Keycloak in Production: Clustering, Custom Themes, Federation, and Auth Flows That Actually Work

Most Keycloak tutorials show you a single-node docker run command and call it a day. That works fine for a Saturday afternoon demo. The moment you point real users at it, you find out that Keycloak’s distributed session cache has opinions, your LDAP tree doesn’t map cleanly to its user model, and the default login page looks like it was designed in 2009. This article covers the whole path from that toy setup to something you’d actually trust with SSO for 50,000 users.

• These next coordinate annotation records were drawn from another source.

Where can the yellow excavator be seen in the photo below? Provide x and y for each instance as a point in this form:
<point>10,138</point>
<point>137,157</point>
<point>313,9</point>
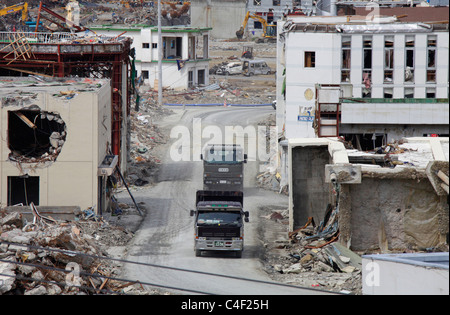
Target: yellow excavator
<point>269,30</point>
<point>16,8</point>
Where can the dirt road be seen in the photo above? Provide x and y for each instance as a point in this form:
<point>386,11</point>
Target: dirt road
<point>163,246</point>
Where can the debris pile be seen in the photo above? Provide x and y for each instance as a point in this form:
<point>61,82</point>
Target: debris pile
<point>145,138</point>
<point>311,257</point>
<point>50,257</point>
<point>223,92</point>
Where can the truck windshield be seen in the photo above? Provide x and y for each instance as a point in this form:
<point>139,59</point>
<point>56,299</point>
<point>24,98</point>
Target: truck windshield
<point>219,218</point>
<point>224,156</point>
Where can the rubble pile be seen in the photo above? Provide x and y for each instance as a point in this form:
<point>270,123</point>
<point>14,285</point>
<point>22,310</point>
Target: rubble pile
<point>50,257</point>
<point>222,92</point>
<point>311,256</point>
<point>145,138</point>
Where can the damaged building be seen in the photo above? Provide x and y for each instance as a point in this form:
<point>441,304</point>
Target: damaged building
<point>380,202</point>
<point>388,68</point>
<point>56,137</point>
<point>85,55</point>
<point>185,53</point>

Official repo: https://github.com/keycloak/keycloak


The Architecture You’re Aiming For

Before touching a config file, commit the mental model: Keycloak nodes are stateless application servers. All session and token state lives in an embedded Infinispan cache that can replicate across cluster members. The database (Postgres, ideally) holds realm config, user attributes from local storage, and persistent sessions. Your load balancer sits in front and must be sticky only for initial login redirects — not for the full session lifetime.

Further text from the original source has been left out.